The Jackson reforms are now a little more than a year old. The changes to the way in which litigation has to be run have caused difficulties for all parties to litigation. 

There are numerous war stories about the application of Mitchell. Many otherwise meritorious cases have been brought to a sudden end following a failure which might have been seen as innocuous in the recent past. 

Whatever your views about the Jackson reforms, it is clear that the rules are here to stay. Unlike the swift judicial distancing apparent almost immediately after the Woolf reforms came into force in the 1990s, this time the Court of Appeal is supporting the principle behind the Jackson reforms. Both from the bench, and off it, senior judges have made it clear that litigants and their lawyers have to learn how to run cases in a Jackson-compliant way. If they do not, no-one should expect any judicial sympathy. 

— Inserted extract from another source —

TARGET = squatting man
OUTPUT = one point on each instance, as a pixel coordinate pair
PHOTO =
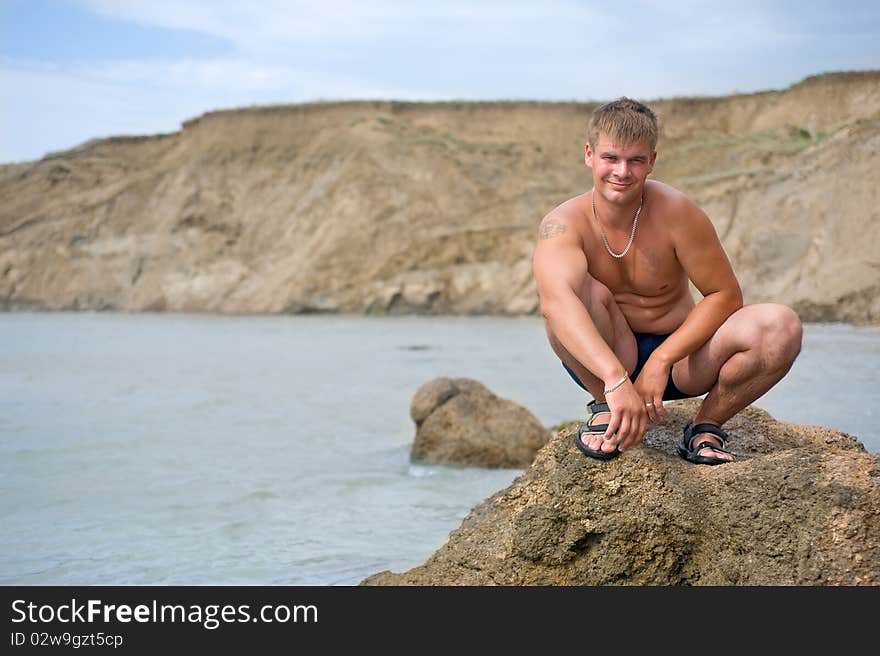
(612, 267)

One impact of the reforms is that litigation procedure has now attained an importance way beyond what is justified, and that it has done so at the expense of justice. In short, the parties to the litigation are the ones to suffer, or the insurers of law firms. 

However, the brave new world is here to stay, but is it working in a practical way? Our experience suggests not, and it is unfortunate that the predictable increase in satellite litigation was not foreseen by the Jackson reforms, so as to ensure that courts were properly equipped to deal with it. Put another way, implementation has been a weakness, in terms of training of the judiciary as well as resourcing. 

For law firms, it is important that the court is able to deal with things promptly. There is an irony however that while the parties are being sanctioned for marginal delays (sometimes a matter of minutes), the proverbial black hole of the court postal system seems to have grown since April 2013, not reduced. As such, the practical hurdles for law firms dealing with litigation have grown significantly. 

We have seen several notable examples:

  • The limitations on the ability to file papers electronically or by fax. There is no single practice, and variations between courts are common . We have seen rules which limit electronic filing to a modest number of pages, to single attachments, or to small file sizes. All this makes sense but sometimes documents are lengthy simply because they need to be. Nor do the courts have the resource to respond to e-mails. Since papers now have to be filed by a particular date, with draconian sanctions if they are not, it is nerve-wracking to e-mail a defence and to have an automatic response (if you get a response at all) saying that it will be looked at within 5 days but if the attachments break that court’s local directions it will not be accepted. How do you know if you are in breach or not?
  • The increased use of the online money-only claims system for issuing proceedings compounds the problem. If the parties need to agree an extension of time or another application is needed, it can only be sent by post since it needs a cheque with it. If the document exceeds their size limits you cannot fax or e-mail it, even if the payment follows by post. Nor can you deliver it by hand. Post is sent to a building in Salford without a public reception and where the PO Box is locked inside the building so you cannot even deliver it and prepare an affidavit of service. Therefore, law firms need to be ready days before a deadline simply to guarantee that procedural steps are complied with. If you are instructed a week after service that gives virtually no time to respond.
  • Courts have also been swamped with applications and the impression from the outside is that they are sinking. For instance, we have a matter in which the parties were waiting to hear if a trial would take place in 21 days time. All parties wrote to the court about it but were told that there was a 15 day turnaround to read any letters so none of the parties knew whether to prepare for trial or brief counsel. The only way to expedite the process, we were told, was to ask a judge. The same turnaround time exists to get an urgent request to the judge. This is frustrating for all stakeholders in the litigation.
  • Even where the parties agree a particular approach, their inability to get a timely response from the court is leading to technical points being taken, or uncertainty which prevents the merits of a claim being considered properly. A law firm’s ability to engage with their opponent, and to agree sensible steps, has taken a dent.

The concern most law firms are likely to have is that, when faced with litigation, energy (and cost) has to be focussed more than ever before on the litigation itself, and procedural aspects, rather than what is most important to the clients – dealing with the issues and resolution. The pendulum has swung too far, and it is not easy to see how these changes have made litigation more cost effective. Perhaps the aim was simply to stop litigation occurring at all, which in itself is no bad thing and will encourage greater pragmatism via the use of Pre-Action Protocols.